A plant-based diet that includes fish provides the greatest protection against risk in older adults, according to a new US scientific study.
The Medical Express website said that the study was published in the American Journal of Clinical Nutrition.
Researchers at Loma Linda University Health in California found that plant-based diets are associated with a lower risk of death from all causes, especially among males and middle-aged people.
But the vegetarian diet, which included seafood, offered a small but significant advantage over other vegetarian and non-vegetarian diets, even for older adults.
A plant-based diet appears to offer protection against death during middle age, but that advantage disappears when people reach their 80s and continue to follow a strict plant-based diet, said Dr. Gary Fraser, distinguished professor at Loma Linda University School of Public Health and lead investigator of the study.
The researchers used data from a health study consisting of a large cohort of nearly 96,000 people living in the United States and Canada between 2002 and 2007, with follow-up through 2015. Data from this cohort has been used in many studies of health, disease and mortality over the years.

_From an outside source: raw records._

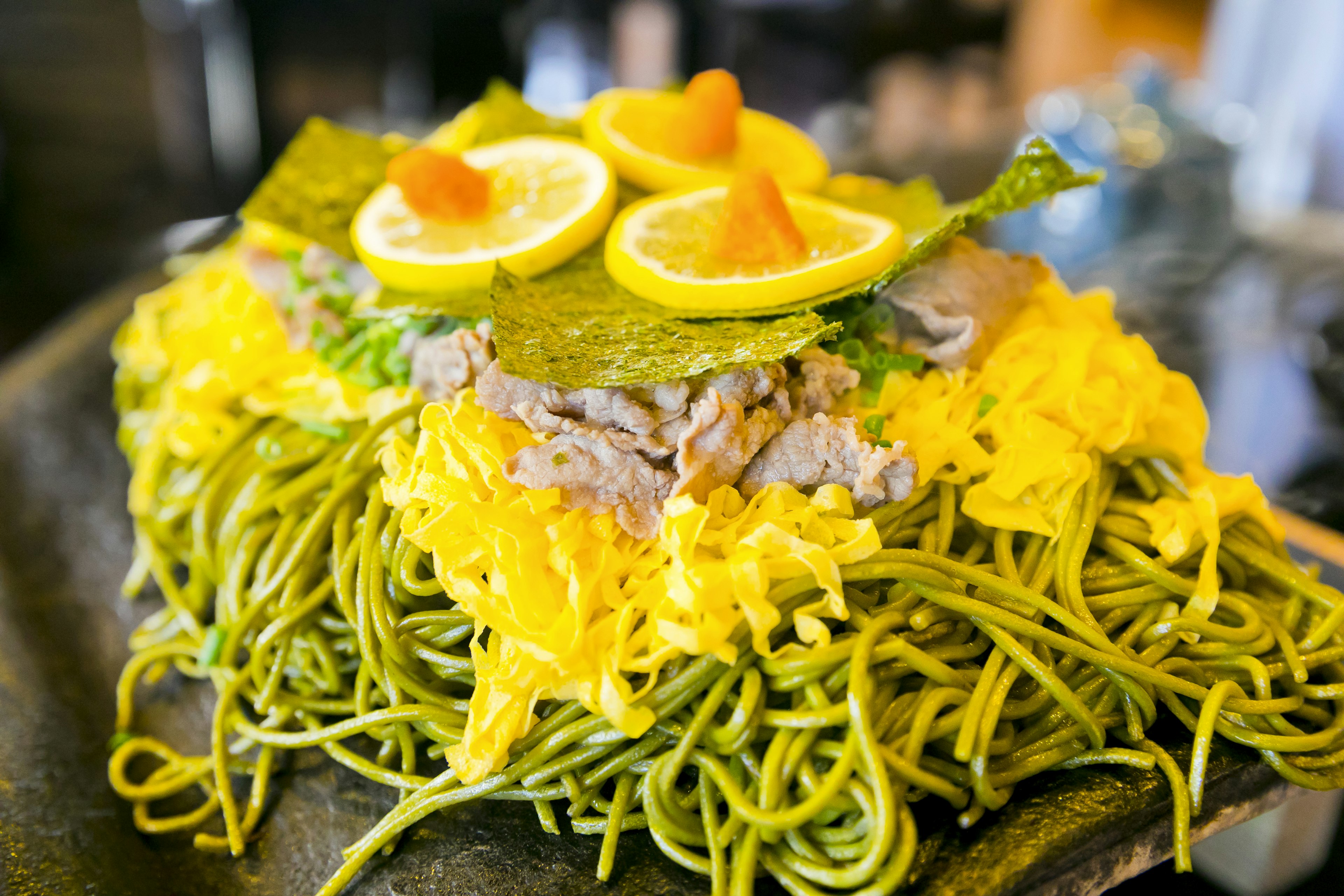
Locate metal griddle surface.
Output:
[0,275,1286,896]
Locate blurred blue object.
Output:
[995,55,1230,282]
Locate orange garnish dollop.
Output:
[710,168,808,265]
[668,69,742,159]
[387,146,491,223]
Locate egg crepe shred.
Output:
[115,235,1282,782]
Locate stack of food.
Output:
[109,71,1344,896]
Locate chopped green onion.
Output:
[298,420,349,442]
[837,338,868,365]
[107,731,136,752]
[196,626,229,669]
[257,434,285,461]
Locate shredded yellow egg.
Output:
[856,279,1281,548]
[113,246,408,514]
[383,390,882,782]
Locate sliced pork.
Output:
[882,237,1046,368]
[503,435,677,539]
[738,414,915,506]
[672,387,784,502]
[408,321,495,402]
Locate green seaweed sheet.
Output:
[491,137,1102,388]
[491,245,840,388]
[790,137,1106,308]
[238,117,413,258]
[681,137,1106,317]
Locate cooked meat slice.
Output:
[672,386,784,502]
[882,237,1046,368]
[476,361,685,435]
[239,243,349,352]
[788,346,860,420]
[738,414,915,506]
[695,364,789,407]
[408,321,495,402]
[513,402,672,458]
[503,435,676,539]
[476,360,574,420]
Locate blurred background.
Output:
[0,0,1344,896]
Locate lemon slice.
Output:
[351,137,616,293]
[582,87,831,192]
[606,187,904,312]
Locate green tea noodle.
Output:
[109,408,1344,896]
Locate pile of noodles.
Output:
[109,241,1344,896]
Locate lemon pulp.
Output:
[606,187,903,310]
[351,137,616,292]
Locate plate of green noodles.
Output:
[8,82,1344,896]
[0,275,1339,896]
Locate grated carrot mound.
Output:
[382,390,880,782]
[710,168,808,265]
[387,146,491,223]
[668,69,742,159]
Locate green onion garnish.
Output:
[257,434,285,461]
[298,420,349,442]
[196,626,229,669]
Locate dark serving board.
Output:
[0,275,1306,896]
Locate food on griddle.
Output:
[109,72,1344,896]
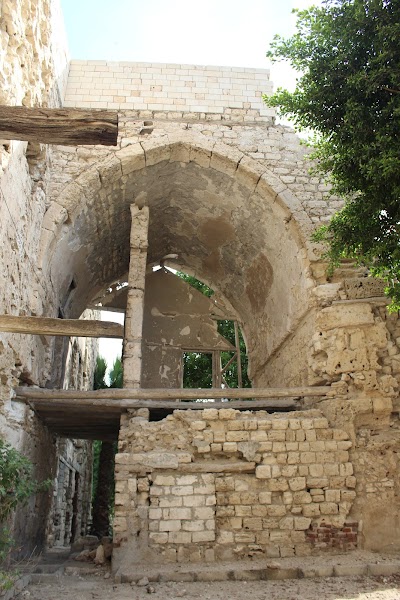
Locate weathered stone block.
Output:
[159,520,181,531]
[256,465,271,479]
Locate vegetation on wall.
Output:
[264,0,400,309]
[92,356,123,537]
[0,438,52,591]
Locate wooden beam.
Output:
[0,106,118,146]
[16,386,333,406]
[23,398,296,412]
[0,315,124,338]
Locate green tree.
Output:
[92,356,123,537]
[0,438,52,595]
[177,272,251,388]
[264,0,400,308]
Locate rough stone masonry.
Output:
[0,0,400,572]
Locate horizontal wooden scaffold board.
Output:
[16,398,297,414]
[0,105,118,146]
[14,386,332,440]
[0,315,124,339]
[16,386,332,405]
[16,386,332,409]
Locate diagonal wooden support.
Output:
[0,106,118,146]
[0,315,124,338]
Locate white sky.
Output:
[61,0,320,87]
[61,0,320,376]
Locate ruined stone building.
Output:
[0,0,400,574]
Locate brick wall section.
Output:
[64,60,275,117]
[114,409,357,562]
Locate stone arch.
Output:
[40,132,313,380]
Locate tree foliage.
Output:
[92,356,123,537]
[0,438,52,595]
[264,0,400,308]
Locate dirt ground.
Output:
[18,573,400,600]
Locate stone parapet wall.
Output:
[114,408,357,569]
[64,60,275,119]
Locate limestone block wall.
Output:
[0,0,97,555]
[46,439,93,547]
[114,408,358,573]
[64,60,275,121]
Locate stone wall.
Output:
[64,60,275,121]
[0,0,93,555]
[114,408,358,573]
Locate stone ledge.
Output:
[115,555,400,583]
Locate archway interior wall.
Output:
[43,134,318,380]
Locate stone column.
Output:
[123,204,149,388]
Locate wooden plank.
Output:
[16,386,333,400]
[22,398,297,418]
[0,106,118,146]
[0,315,124,339]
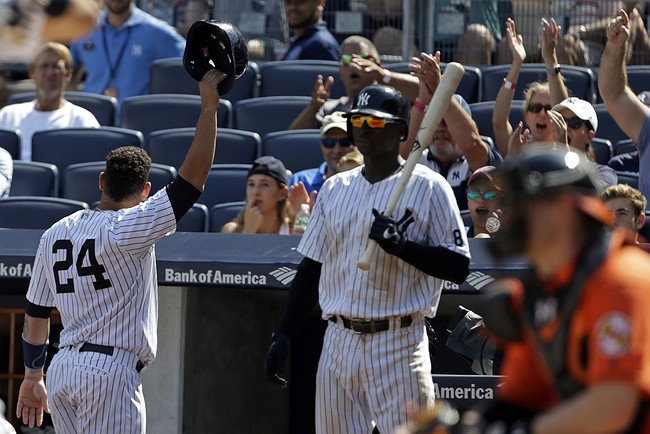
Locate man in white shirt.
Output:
[0,42,99,161]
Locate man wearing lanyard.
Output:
[70,0,185,101]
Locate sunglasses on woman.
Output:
[526,102,553,113]
[320,137,352,149]
[350,115,392,128]
[467,190,497,202]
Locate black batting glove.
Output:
[369,208,415,256]
[264,333,289,388]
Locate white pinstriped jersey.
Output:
[27,188,176,363]
[298,164,470,319]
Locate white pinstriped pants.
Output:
[316,315,434,434]
[46,345,147,434]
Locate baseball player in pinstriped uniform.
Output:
[265,85,470,434]
[16,69,226,434]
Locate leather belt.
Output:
[79,342,144,372]
[330,315,413,333]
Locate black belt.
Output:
[330,315,413,333]
[79,342,144,372]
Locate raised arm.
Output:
[178,69,226,191]
[598,10,648,143]
[492,18,526,157]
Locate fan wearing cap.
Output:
[464,145,650,433]
[221,156,292,235]
[467,166,501,238]
[400,51,502,210]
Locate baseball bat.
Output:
[357,62,465,270]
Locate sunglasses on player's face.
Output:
[320,137,352,149]
[467,190,497,202]
[527,102,553,113]
[339,53,375,66]
[350,115,392,128]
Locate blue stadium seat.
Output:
[0,196,88,229]
[149,57,260,103]
[176,203,210,232]
[262,130,323,173]
[9,160,59,197]
[259,60,346,98]
[146,128,262,168]
[208,201,246,232]
[0,129,20,160]
[233,96,311,138]
[482,63,596,103]
[61,161,178,203]
[120,93,232,139]
[7,91,117,127]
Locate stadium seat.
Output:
[149,57,260,103]
[482,63,596,103]
[176,203,210,232]
[0,129,20,160]
[594,103,629,143]
[0,196,88,229]
[233,96,311,139]
[61,161,178,203]
[9,160,59,197]
[120,93,232,139]
[384,62,482,104]
[146,128,262,168]
[7,91,117,127]
[199,164,252,209]
[32,127,144,190]
[209,201,246,232]
[260,60,346,98]
[262,130,323,173]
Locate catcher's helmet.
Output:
[489,144,613,259]
[183,20,248,96]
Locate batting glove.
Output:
[264,333,289,388]
[369,208,415,256]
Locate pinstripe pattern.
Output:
[298,165,469,434]
[27,189,176,434]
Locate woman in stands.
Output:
[221,156,293,235]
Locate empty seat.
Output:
[9,160,59,197]
[146,128,262,168]
[7,91,117,127]
[262,130,323,173]
[61,161,178,203]
[199,164,252,209]
[233,96,311,138]
[0,129,20,160]
[32,127,144,189]
[209,201,246,232]
[149,57,260,102]
[176,203,210,232]
[0,196,88,229]
[260,60,346,98]
[482,63,596,102]
[120,94,232,138]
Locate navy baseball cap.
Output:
[246,155,289,185]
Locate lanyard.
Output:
[102,26,131,87]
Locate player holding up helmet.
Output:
[265,85,469,434]
[468,146,650,433]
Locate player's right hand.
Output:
[264,333,289,388]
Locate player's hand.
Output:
[16,375,50,428]
[264,333,289,388]
[369,208,415,256]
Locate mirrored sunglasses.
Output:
[350,115,390,128]
[467,190,497,202]
[320,137,352,149]
[527,102,553,113]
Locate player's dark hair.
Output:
[104,146,151,202]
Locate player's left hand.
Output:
[369,208,415,256]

The study analyzed data from more than 88,000 people and about 12,500 deaths. Dietary data was collected using a questionnaire and then categorized into five dietary patterns: non-vegetarian, semi-vegetarian, pescatarian, lacto-ovo vegetarian, and vegan.
Fraser said his team found that vegetarians, overall, had a 12 percent lower risk of death than non-vegetarians. Study participants who followed a vegetarian diet that included fish were 18 percent less likely to die.
Those who followed a vegetarian diet that included milk and eggs were 15% less likely to die, while the risk of death among strict vegetarians was less than 3% lower.
“Overall, this is some of the clearest data to suggest that American vegetarians have greater protection from premature death than non-vegetarians,” Fraser said.